With Cancerno gone, Draper turned to me. “Sorry about that. He came down here just ahead of you, wanted to see what I knew about Ed. He’s pretty angry about it all, and blaming me because I was the guy who sent Ed to him in the first place.”
“This guy Corbett,” I said, “you think he was pretty tight with Ed? Might know something about whatever Ed got himself into?”
Draper shrugged. “Better chance Corbett will know something than anyone else I can think of.”
“And you don’t think it’s strange the guy’s missing?”
“A little early to say he’s missing, Lincoln. Dude blew off work, is all.”
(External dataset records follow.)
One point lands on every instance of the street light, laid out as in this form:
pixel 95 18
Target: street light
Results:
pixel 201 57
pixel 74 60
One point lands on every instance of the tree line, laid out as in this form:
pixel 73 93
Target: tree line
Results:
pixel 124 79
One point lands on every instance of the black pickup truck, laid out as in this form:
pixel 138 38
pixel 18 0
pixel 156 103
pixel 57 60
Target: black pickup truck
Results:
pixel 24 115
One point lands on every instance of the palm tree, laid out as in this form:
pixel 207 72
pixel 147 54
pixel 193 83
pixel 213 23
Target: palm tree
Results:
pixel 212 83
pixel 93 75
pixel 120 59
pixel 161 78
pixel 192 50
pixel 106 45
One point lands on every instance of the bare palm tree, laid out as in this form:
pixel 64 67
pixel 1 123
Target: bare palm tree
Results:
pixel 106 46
I nodded, but by now I was convinced I wanted to look for Mitch Corbett. When I got up, Draper followed me to the door. “I appreciate you coming down here,” he said. “I felt bad about the way things happened out there. We were all friends, once.”
“Yes, we were.” Draper had never been as close to me as he was to Ed, but we’d spent enough time around each other growing up. I stepped onto the sidewalk and leaned back, looking up at the old brick building.